Although they were internationally famous and critically acclaimed, by 1981 The Clash were in debt to their record company. In light of this, the preparation for their next album was a source of contention in the band. Guitarist Mick Jones had begun assuming production duties for their recordings, and was insistent on producing their next record himself. His version of the album, provisionally titled Rat Patrol From Fort Bragg, was rejected not only by their record label, but by the rest the band as being too experimental. The master tapes were handed over to veteran producer Glynn Johns, who trimmed and tweaked the recordings into what became 1982’s Combat Rock. Bootleg copies of Rat Patrol From Fort Bragg reveal an album not quite finished, and illustrate Johns’ excellent sense of what needed to be improved versus what shouldn’t be fiddled with. Jones’ version is moodier, longer, and more verbose, but Johns was able to tighten things up without losing the band’s identity or original intent.

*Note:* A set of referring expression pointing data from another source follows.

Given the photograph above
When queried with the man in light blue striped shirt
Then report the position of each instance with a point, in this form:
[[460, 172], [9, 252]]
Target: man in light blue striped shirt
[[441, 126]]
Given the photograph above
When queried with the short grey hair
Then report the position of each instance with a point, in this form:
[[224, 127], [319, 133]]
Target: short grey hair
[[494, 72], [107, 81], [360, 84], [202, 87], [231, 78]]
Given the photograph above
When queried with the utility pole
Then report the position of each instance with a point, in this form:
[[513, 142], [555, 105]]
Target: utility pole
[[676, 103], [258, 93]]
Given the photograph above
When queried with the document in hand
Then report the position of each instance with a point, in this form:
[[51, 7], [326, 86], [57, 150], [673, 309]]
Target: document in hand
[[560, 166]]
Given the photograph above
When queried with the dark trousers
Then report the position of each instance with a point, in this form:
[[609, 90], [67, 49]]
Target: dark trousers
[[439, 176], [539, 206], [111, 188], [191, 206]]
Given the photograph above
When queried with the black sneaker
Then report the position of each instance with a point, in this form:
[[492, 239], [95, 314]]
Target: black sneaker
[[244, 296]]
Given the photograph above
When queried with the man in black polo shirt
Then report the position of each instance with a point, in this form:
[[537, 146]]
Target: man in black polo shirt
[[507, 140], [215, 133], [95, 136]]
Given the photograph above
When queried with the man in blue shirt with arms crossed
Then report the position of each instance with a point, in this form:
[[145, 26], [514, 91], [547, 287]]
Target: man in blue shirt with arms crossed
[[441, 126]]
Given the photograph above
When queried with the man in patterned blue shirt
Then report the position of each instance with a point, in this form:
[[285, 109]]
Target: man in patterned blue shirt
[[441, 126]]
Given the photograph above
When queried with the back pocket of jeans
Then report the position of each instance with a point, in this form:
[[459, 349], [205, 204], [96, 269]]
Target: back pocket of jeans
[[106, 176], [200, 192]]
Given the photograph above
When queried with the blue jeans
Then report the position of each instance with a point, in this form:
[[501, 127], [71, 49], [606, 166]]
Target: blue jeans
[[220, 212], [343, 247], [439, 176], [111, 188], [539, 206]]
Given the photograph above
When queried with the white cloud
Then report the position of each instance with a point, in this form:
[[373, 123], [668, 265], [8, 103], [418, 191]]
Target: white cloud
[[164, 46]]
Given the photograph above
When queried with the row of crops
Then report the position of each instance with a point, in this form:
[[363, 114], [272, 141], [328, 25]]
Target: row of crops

“Should I Stay Or Should I Go” and “Rock The Casbah” from that album propelled The Clash into the stratosphere. Constant touring and massive record sales quickly erased the band’s debt, and they began earning large sums of money. However, things were falling apart. Just before Combat Rock was released, Topper Headon had been fired from the band due to his debilitating heroin addiction. Ironically, he’d been the one to write the music for “Rock The Casbah”, which would soon become the band’s biggest hit. The Clash drafted Terry Chimes back into the fold but he resigned again at the end of the Combat Rock tour, citing the toxic atmosphere in the band. Jones and Strummer had begun feuding over artistic direction and control, and in late 1983 Jones was fired.

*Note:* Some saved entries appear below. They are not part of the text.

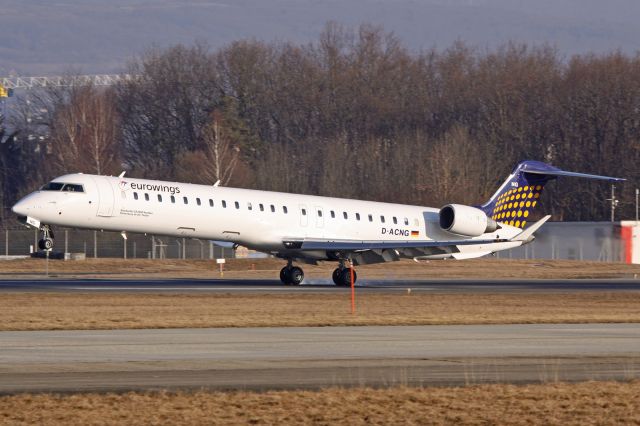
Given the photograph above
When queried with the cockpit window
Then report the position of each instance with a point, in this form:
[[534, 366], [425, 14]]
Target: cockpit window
[[52, 186], [59, 186]]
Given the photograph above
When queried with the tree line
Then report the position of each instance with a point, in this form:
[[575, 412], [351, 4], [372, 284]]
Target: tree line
[[354, 114]]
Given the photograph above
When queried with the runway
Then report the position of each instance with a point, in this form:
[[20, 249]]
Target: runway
[[269, 286], [314, 357]]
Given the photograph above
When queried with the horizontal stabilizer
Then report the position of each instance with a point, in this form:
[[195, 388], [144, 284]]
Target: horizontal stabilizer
[[572, 174], [528, 233]]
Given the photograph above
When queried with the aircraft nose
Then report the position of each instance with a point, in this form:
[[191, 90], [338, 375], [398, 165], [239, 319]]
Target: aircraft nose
[[21, 208]]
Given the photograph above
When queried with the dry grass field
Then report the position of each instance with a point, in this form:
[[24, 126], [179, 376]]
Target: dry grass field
[[269, 269], [59, 311], [589, 403]]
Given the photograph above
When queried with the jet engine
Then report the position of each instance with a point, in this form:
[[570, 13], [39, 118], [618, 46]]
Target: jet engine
[[466, 220]]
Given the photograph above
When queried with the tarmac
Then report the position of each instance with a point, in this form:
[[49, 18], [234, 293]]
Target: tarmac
[[315, 357], [187, 285]]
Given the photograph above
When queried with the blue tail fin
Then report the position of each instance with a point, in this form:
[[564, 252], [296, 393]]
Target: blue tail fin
[[518, 196]]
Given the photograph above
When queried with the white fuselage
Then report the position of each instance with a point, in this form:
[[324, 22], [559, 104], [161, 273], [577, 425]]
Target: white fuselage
[[260, 220]]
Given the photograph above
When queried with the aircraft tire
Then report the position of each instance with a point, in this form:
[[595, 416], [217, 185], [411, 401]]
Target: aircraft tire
[[284, 276], [345, 277], [336, 276], [296, 276]]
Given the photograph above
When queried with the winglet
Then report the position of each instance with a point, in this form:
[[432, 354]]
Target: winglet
[[528, 233]]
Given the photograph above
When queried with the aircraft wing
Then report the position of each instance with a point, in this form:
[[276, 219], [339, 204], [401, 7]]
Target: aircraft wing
[[356, 245]]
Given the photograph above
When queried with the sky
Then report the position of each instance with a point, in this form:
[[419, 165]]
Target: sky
[[52, 37]]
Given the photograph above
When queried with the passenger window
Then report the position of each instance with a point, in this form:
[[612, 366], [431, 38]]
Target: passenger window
[[70, 187]]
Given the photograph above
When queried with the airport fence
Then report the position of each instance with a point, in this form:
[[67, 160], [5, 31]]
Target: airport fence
[[22, 242], [594, 241]]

Most fans consider this the end of The Clash, but unfortunately that isn’t the case. Strummer hired a new drummer and a pair of guitarists (bassist Simonon had stayed on) and began to tour and write new material. The resulting Cut The Crap (generally referred to by fans simply as Crap) is an unmitigated disaster. While recording the album, Strummer and band manager Bernie Rhodes had fallen out, resulting in Strummer abandoning the sessions. Rhodes decided to finish the album on his own and subsequently submitted it to the record label, which was evidently too hungry for a follow up to the multiplatinum Combat Rock to realize they’d been handed a load of garbage. After Crap’s 1985 release, the band inexplicably went on a busking tour of England- hitchhiking from town to town and playing acoustic guitars in public places for change. By 1986, The Clash had finally ceased to exist.
Over the years, Strummer and Jones reconciled their differences while recognizing that they had drifted too far apart creatively to work together. In 2002, the Rock & Roll Hall Of Fame announced that The Clash would be inducted the following March. Strummer, Jones and Headon began discussing a possible reunion to coincide with the induction, which was sadly mooted when Strummer died of a heart attack on December 22, 2002. While Jones, Simonon and Headon have all worked together in various permutations since then, they have stated that The Clash cannot exist without Strummer.
Ignominious end aside, The Clash’s body of work sets a standard for creativity and fearlessness that will continue to challenge and inspire musicians for as long as there is rock music.